Complement Naïve BayesIt was designed to correct the severe assumptions made by Multinomial Bayes classifier. This kind of NB classifier is suitable for imbalanced data sets

Building Naïve Bayes Classifier

我们还可以在 Scikit-learn 数据集上应用朴素贝叶斯分类器。在下面的示例中,我们应用 GaussianNB 并拟合 Scikit-leran 的 breast_cancer 数据集。

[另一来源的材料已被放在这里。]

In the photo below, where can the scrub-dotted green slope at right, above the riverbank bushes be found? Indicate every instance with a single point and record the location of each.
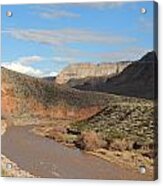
(134, 122)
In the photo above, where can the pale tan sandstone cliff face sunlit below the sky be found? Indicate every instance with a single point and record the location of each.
(83, 70)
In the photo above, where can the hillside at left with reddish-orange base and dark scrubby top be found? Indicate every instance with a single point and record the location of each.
(26, 97)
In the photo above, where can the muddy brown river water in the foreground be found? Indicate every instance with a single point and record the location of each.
(46, 158)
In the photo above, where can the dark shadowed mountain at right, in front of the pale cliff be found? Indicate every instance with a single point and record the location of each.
(139, 79)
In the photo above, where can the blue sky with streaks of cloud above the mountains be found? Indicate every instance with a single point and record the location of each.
(40, 40)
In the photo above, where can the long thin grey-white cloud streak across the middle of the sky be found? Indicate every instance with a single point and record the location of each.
(67, 36)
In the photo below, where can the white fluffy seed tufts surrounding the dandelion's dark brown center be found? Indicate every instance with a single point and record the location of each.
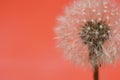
(69, 29)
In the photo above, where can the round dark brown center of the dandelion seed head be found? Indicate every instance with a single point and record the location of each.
(94, 33)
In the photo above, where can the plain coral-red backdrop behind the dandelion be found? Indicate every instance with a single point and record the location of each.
(27, 47)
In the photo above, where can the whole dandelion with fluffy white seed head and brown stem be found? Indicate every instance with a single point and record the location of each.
(89, 32)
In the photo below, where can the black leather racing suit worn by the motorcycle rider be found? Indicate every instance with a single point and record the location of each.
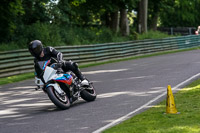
(50, 52)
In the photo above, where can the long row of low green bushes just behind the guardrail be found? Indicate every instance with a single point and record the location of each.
(54, 35)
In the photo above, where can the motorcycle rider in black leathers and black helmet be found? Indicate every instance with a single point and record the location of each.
(42, 54)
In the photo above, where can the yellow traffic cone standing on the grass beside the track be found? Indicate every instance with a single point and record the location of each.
(170, 104)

We can also apply Naïve Bayes classifier on Scikit-learn dataset. In the example below, we are applying GaussianNB and fitting the breast_cancer dataset of Scikit-leran.

Example

Import Sklearn
from sklearn.datasets import load_breast_cancer
from sklearn.model_selection import train_test_split
data = load_breast_cancer()
label_names = data['target_names']
labels = data['target']
feature_names = data['feature_names']
features = data['data']
   print(label_names)
   print(labels[0])
   print(feature_names[0])
   print(features[0])
train, test, train_labels, test_labels = train_test_split(
   features,labels,test_size = 0.40, random_state = 42
)
from sklearn.naive_bayes import GaussianNB
GNBclf = GaussianNB()
model = GNBclf.fit(train, train_labels)
preds = GNBclf.predict(test)
print(preds)

Output

[
   1 0 0 1 1 0 0 0 1 1 1 0 1 0 1 0 1 1 1 0 1 1 0 1 1 1 1
   1 1 0 1 1 1 1 1 1 0 1 0 1 1 0 1 1 1 1 1 1 1 1 0 0 1 1
   1 1 1 0 0 1 1 0 0 1 1 1 0 0 1 1 0 0 1 0 1 1 1 1 1 1 0
   1 1 0 0 0 0 0 1 1 1 1 1 1 1 1 0 0 1 0 0 1 0 0 1 1 1 0
   1 1 0 1 1 0 0 0 1 1 1 0 0 1 1 0 1 0 0 1 1 0 0 0 1 1 1
   0 1 1 0 0 1 0 1 1 0 1 0 0 1 1 1 1 1 1 1 0 0 1 1 1 1 1
   1 1 1 1 1 1 1 0 1 1 1 0 1 1 0 1 1 1 1 1 1 0 0 0 1 1 0
   1 0 1 1 1 1 0 1 1 0 1 1 1 0 1 0 0 1 1 1 1 1 1 1 1 0 1
   1 1 1 1 0 1 0 0 1 1 0 1
]

以上输出包含一系列 0 和 1,这些基本上是来自肿瘤类别(恶性和良性)的预测值。

The above output consists of a series of 0s and 1s which are basically the predicted values from tumor classes namely malignant and benign.